On m’a reproché à cette époque mes quelques adultères avec des patriciennes. Deux ou trois de ces liaisons si critiquées ont plus ou moins duré jusqu’aux débuts de mon principat. Rome, assez facile à la débauche, n’a jamais beaucoup apprécié l’amour chez ceux qui gouvernent. Marc-Antoine et Titus en ont su quelque chose. Mes aventures étaient plus modestes, mais je vois mal, dans nos mœurs, comment un homme que les courtisanes écœurèrent toujours, et que le mariage excédait déjà, se fût familiarisé autrement avec le peuple varié des femmes. Mes ennemis, l’affreux Servianus en tête, mon vieux beau-frère, à qui les trente ans qu’il avait de plus que moi permettaient d’unir à mon égard les soins du pédagogue à ceux de l’espion, prétendaient que l’ambition et la curiosité avaient plus de part dans ces amours que l’amour lui-même, que l’intimité avec les épouses m’introduisait peu à peu dans les secrets politiques des maris, et que les confidences de mes maîtresses valaient bien pour moi les rapports de police dont je me suis délecté plus tard.

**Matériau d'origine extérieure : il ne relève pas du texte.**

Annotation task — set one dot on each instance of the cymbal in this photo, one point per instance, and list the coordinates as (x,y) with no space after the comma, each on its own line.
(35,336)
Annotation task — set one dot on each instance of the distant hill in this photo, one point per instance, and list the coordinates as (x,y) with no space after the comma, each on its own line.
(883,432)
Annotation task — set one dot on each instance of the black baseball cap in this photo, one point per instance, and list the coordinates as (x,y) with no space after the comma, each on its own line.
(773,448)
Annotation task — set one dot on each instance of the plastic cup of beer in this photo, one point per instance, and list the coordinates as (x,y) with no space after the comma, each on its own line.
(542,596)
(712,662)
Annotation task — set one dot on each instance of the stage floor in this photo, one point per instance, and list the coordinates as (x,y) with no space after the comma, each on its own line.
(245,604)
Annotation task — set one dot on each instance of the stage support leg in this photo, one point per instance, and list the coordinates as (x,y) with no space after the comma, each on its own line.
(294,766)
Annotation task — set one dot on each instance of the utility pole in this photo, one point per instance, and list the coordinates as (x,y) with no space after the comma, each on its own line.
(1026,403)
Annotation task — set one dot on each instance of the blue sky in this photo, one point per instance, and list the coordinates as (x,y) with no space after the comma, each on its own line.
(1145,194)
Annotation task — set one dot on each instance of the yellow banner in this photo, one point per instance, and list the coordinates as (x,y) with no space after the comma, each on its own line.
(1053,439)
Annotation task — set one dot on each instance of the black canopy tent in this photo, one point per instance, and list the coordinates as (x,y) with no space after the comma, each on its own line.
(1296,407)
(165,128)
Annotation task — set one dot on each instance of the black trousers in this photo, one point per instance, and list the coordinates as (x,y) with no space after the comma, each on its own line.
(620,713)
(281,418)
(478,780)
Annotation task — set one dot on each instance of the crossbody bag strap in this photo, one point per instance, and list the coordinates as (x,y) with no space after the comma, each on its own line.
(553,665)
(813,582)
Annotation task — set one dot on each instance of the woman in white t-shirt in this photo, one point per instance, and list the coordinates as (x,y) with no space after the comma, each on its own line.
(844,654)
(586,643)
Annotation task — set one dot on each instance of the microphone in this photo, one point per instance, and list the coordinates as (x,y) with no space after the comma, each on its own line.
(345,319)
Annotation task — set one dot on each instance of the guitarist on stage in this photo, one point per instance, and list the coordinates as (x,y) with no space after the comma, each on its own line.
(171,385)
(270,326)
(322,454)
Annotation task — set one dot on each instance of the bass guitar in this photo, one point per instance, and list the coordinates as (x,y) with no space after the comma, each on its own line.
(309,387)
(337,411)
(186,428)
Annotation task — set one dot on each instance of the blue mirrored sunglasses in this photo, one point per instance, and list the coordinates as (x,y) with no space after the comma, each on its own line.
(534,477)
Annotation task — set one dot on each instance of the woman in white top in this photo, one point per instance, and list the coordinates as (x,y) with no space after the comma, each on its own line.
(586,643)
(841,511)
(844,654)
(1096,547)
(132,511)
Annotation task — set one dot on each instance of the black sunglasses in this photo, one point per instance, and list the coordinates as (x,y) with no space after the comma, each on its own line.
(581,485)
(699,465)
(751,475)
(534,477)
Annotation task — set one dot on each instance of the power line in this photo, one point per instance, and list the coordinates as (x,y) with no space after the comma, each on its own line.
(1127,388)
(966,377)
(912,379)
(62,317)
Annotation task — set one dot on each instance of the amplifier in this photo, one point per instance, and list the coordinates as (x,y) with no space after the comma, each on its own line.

Il est vrai que toute liaison un peu longue m’obtenait presque inévitablement l’amitié d’un époux gras ou malingre, pompeux ou timide, et presque toujours aveugle, mais j’y trouvais d’habitude peu de plaisir et moins de profit. Il faut même avouer que certains récits indiscrets de mes maîtresses, faits sur l’oreiller, finissaient par éveiller en moi une sympathie pour ces maris si moqués et si peu compris. Ces liaisons, agréables quand ces femmes étaient habiles, devenaient émouvantes quand elles étaient belles. J’étudiais les arts ; je me familiarisais avec des statues ; j’apprenais à mieux connaître la Vénus de Cnide ou la Léda tremblant sous le poids du cygne. C’était le monde de Tibulle et de Properce : une mélancolie, une ardeur un peu factice, mais entêtante comme une mélodie sur le mode phrygien, des baisers sur les escaliers dérobés, des écharpes flottant sur des seins, des départs à l’aube, et des couronnes de fleurs laissées sur des seuils.

J’ignorais presque tout de ces femmes ; la part qu’elles me faisaient de leur vie tenait entre deux portes entrebâillées ; leur amour, dont elles parlaient sans cesse, me semblait parfois aussi léger qu’une de leurs guirlandes, un bijou à la mode, un ornement coûteux et fragile ; et je les soupçonnais de mettre leur passion avec leur rouge et leurs colliers. Ma vie à moi ne leur était pas moins mystérieuse ; elles ne désiraient guère la connaître, préférant la rêver tout de travers. Je finissais par comprendre que l’esprit du jeu exigeait ces perpétuels déguisements, ces excès dans l’aveu et dans la plainte, ce plaisir tantôt feint, tantôt dissimulé, ces rencontres concertées comme des figures de danse. Même dans la querelle, on attendait de moi une réplique prévue d’avance, et la belle éplorée se tordait les mains comme en scène.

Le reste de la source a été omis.